Air Berlin ist seit Mitte August pleite. Der Konzern verhandelt noch bis zum 12. Oktober mit Lufthansa und dem britischen Billigflieger Easyjet exklusiv über den Kauf von Teilen der Fluggesellschaft. Der Betriebsrat wirft der Unternehmensführung mangelndes Engagement für die Beschäftigten vor. "Für die Kollegen, welche eine Freistellung erhalten, ist das wie ein Schlag ins Gesicht", heißt es in der Mitteilung. Die Arbeitgeber wollten einen Sozialplan verhandeln und die Gespräche dazu noch im Oktober abschließen. Die Betriebsräte kritisierten, die Manager wollten "jetzt die Abwicklung der Air Berlin und der Arbeitsplätze 'im Schweinsgalopp' umsetzen".

Zuvor hatte Verdi mitgeteilt, man habe zwar mit Air Berlin und deren Techniksparte einen sogenannten Rahmentarifsozialplan ausgehandelt.

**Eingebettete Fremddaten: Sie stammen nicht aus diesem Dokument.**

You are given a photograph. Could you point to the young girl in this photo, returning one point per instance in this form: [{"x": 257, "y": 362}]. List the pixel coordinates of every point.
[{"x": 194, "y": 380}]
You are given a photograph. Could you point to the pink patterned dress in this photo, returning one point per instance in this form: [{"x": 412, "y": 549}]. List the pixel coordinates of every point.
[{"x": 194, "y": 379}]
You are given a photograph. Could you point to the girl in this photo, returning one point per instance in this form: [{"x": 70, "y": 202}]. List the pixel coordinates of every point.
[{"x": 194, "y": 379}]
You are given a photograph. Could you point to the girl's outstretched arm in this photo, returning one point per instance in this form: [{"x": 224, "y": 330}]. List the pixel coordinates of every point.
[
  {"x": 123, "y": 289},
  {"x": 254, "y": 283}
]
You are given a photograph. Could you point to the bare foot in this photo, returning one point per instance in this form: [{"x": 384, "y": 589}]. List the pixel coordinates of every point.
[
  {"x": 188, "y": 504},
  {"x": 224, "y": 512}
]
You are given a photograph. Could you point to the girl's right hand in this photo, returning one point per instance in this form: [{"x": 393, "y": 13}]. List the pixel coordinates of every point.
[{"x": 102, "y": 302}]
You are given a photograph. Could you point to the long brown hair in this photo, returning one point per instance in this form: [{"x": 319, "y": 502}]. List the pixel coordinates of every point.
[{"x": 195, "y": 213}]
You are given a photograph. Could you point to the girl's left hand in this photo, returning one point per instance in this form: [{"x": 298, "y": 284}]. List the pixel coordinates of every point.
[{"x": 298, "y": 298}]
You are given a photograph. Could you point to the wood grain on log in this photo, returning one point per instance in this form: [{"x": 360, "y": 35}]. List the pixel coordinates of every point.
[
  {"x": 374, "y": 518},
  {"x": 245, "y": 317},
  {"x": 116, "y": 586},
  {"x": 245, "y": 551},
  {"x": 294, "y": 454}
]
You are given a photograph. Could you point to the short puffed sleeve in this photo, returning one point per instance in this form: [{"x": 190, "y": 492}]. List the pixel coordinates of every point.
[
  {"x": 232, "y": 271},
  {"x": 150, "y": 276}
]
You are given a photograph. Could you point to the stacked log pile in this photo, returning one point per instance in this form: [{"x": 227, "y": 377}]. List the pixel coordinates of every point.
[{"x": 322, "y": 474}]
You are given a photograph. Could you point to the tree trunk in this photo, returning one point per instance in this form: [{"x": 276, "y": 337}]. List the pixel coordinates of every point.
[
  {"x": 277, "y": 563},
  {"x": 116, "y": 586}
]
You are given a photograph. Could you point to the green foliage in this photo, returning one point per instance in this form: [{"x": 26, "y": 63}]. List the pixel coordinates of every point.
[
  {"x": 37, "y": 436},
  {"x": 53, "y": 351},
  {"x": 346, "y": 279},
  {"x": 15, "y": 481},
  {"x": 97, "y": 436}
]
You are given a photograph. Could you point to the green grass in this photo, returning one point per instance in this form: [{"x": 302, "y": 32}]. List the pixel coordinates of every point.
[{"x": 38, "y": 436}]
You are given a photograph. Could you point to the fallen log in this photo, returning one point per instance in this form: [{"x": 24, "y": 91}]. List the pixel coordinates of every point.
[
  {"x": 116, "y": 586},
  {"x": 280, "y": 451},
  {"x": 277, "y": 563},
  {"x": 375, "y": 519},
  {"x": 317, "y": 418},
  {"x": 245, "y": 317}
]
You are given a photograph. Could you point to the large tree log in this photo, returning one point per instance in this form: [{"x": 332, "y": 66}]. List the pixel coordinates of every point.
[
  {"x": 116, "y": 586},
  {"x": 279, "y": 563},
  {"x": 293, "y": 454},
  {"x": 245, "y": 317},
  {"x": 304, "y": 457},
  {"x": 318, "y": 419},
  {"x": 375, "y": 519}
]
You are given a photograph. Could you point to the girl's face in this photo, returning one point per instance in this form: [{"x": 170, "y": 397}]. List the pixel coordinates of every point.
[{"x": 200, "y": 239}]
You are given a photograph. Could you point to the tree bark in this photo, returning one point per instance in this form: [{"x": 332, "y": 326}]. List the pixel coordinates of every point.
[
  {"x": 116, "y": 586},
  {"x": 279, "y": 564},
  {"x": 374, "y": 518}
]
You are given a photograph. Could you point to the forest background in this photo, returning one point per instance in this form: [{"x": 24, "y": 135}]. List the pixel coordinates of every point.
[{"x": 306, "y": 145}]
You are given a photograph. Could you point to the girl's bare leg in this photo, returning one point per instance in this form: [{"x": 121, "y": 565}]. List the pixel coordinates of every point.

Damit seien die Voraussetzungen für eine Auffanglösung für die Beschäftigten geschaffen. "Das absurde ist jetzt: Eine Transfergesellschaft ist nun möglich - allerdings fehlt das Geld, weil die Erwerber blockieren", sagte Verdi-Bundesvorstand Christine Behle. Sie kritisierte zugleich, dass Air Berlin nicht bereit gewesen sei, die Frage der Finanzierung einer solchen Einrichtung für die Belegschaft mit in die Verhandlungen mit Lufthansa und Easyjet zu nehmen. "Offensichtlich wurden die Verhandlungen durch den Druck der Erwerber an dieser Stelle blockiert. Das ist verantwortungslos."

Derweil verlängerte Air Berlin die Bieterfrist für ihre Technik-Sparte um zwei Wochen. Interessenten könnten ihre Offerten noch in der 42. Kalenderwoche vorlegen und damit zwischen dem 16. und 22. Oktober, sagte ein Sprecher.